This study aims to investigate the influence of heat treatment on the microstructure and mechanical properties of wire arc additively manufactured (WAAM) duplex stainless steel (DSS).
Gas metal arc welding based WAAM process was used for the fabrication of DSS wall structure using ER2209 filler wire. The as-fabricated WAAM part is predominantly austenitic (exceeding 80%), suggesting that heat treatment is necessary to attain a balanced phase fraction. The DSS samples were fabricated using WAAM process with ER2209 filler wire and subjected to heat treatment at various temperatures of 1250 °C, 1263 °C, and 1275 °C for 1 h followed by rapid water quenching. Electron backscattered diffraction analysis was used to evaluate the microstructure evolution during WAAM process and heat treatment process. Tensile test and Vickers microhardness analysis were conducted to determine the mechanical properties.
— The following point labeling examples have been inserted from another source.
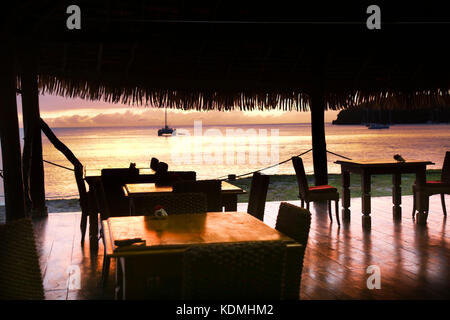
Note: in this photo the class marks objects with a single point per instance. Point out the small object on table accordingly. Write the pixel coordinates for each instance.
(399, 158)
(127, 242)
(160, 213)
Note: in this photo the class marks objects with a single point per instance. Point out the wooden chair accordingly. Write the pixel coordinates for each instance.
(317, 193)
(430, 188)
(154, 164)
(258, 195)
(252, 270)
(211, 188)
(20, 274)
(173, 203)
(295, 222)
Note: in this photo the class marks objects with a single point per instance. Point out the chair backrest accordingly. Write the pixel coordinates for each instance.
(182, 176)
(301, 177)
(113, 181)
(100, 201)
(20, 274)
(445, 177)
(173, 203)
(258, 195)
(294, 222)
(211, 188)
(252, 270)
(154, 164)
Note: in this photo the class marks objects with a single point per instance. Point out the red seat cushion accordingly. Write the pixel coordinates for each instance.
(324, 187)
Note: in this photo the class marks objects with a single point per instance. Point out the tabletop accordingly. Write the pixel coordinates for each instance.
(182, 230)
(383, 162)
(146, 188)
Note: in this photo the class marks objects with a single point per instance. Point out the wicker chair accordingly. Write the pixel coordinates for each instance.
(257, 196)
(234, 271)
(154, 164)
(173, 203)
(211, 188)
(20, 274)
(441, 187)
(295, 222)
(317, 193)
(100, 204)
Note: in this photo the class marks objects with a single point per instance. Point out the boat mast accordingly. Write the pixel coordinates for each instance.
(165, 118)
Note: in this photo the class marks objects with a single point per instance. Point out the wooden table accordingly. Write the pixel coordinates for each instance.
(167, 239)
(367, 168)
(229, 192)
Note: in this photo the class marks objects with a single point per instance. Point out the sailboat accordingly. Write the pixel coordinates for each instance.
(166, 131)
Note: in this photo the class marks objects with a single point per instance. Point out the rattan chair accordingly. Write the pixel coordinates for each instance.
(20, 274)
(252, 270)
(172, 203)
(258, 195)
(154, 164)
(317, 193)
(295, 222)
(211, 188)
(100, 205)
(441, 187)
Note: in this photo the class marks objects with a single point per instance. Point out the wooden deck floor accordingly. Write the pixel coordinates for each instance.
(414, 261)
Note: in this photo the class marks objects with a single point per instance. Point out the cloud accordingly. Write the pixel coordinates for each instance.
(155, 117)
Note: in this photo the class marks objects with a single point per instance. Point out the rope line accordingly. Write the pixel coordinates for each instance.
(58, 165)
(339, 155)
(271, 166)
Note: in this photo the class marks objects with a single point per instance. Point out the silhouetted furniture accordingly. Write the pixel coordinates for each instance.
(294, 222)
(257, 196)
(20, 274)
(228, 192)
(154, 164)
(367, 168)
(166, 240)
(99, 203)
(211, 188)
(234, 271)
(173, 203)
(317, 193)
(430, 188)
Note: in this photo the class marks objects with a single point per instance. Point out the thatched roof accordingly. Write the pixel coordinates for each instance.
(230, 54)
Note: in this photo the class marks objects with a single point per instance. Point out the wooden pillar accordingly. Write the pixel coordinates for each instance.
(32, 129)
(318, 137)
(318, 106)
(9, 131)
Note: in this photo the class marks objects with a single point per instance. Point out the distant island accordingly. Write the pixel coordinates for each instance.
(364, 115)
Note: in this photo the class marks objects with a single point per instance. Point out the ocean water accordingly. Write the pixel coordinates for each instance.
(216, 151)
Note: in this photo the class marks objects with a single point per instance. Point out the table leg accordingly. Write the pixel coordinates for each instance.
(229, 201)
(346, 195)
(422, 199)
(365, 187)
(119, 279)
(93, 229)
(397, 196)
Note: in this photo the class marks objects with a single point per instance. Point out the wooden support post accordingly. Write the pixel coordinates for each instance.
(79, 178)
(318, 106)
(9, 131)
(318, 137)
(32, 128)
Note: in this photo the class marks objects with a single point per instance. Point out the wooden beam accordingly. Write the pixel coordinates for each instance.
(317, 106)
(32, 129)
(9, 132)
(79, 178)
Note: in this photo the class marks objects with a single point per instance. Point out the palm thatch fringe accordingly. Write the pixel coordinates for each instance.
(225, 100)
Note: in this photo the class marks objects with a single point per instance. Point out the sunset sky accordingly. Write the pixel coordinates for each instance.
(61, 112)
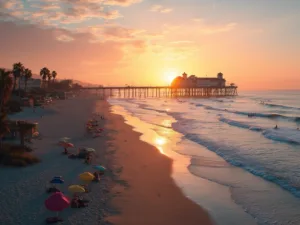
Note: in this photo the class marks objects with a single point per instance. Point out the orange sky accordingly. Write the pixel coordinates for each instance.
(117, 42)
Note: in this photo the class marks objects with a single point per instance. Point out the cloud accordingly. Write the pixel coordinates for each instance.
(219, 29)
(60, 13)
(64, 38)
(53, 48)
(161, 9)
(207, 29)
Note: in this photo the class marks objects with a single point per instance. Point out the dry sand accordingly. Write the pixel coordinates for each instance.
(151, 198)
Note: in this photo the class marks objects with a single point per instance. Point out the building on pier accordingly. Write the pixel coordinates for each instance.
(193, 81)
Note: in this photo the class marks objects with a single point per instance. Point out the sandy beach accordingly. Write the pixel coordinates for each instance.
(143, 191)
(150, 196)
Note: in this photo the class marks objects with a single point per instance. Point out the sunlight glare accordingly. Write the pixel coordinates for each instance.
(169, 75)
(160, 141)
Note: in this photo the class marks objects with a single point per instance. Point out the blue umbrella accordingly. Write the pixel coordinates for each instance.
(100, 168)
(57, 180)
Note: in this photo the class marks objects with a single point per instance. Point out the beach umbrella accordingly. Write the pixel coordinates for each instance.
(76, 189)
(90, 149)
(57, 180)
(100, 168)
(86, 176)
(57, 202)
(64, 139)
(66, 144)
(35, 134)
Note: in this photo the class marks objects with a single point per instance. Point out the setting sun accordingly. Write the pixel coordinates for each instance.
(169, 75)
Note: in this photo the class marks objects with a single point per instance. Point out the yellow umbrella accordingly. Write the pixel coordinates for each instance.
(76, 189)
(86, 176)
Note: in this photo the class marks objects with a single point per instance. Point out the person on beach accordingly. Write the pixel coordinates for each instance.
(66, 151)
(88, 158)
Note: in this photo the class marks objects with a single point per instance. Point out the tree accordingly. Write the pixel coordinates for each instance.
(18, 72)
(44, 74)
(27, 76)
(54, 74)
(6, 86)
(49, 76)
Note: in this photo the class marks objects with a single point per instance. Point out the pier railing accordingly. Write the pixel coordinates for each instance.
(162, 91)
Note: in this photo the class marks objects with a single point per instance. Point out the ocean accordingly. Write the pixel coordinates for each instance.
(227, 155)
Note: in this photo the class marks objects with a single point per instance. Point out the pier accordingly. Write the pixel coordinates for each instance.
(162, 92)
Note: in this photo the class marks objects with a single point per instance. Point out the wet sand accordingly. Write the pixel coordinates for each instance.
(150, 196)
Heat-treatment at 1250 °C shows a balanced phase fraction (1:1) and improved corrosion resistance (1.541 mpy) than the as-fabricated and other heat-treated samples. Also, the tensile strength of all heat-treated samples was comparatively higher than the as-fabricated WAAM sample.
This study mainly focused on demonstrating post-heat treatment conditions experimentally to enhance the strength and reliability of WAAM-fabricated DSS, benefiting applications in marine, offshore, chemical, and structural industries. Improved strength supports sustainability and lowers lifecycle costs.
This study provides a critical analysis of the effects of heat treatment temperature on phase composition, mechanical performance, and corrosion behavior in WAAM-fabricated DSS. These observations highlight the prospects of post-heat treatment in improving the structural integrity and performance of WAAM-fabricated DSS parts.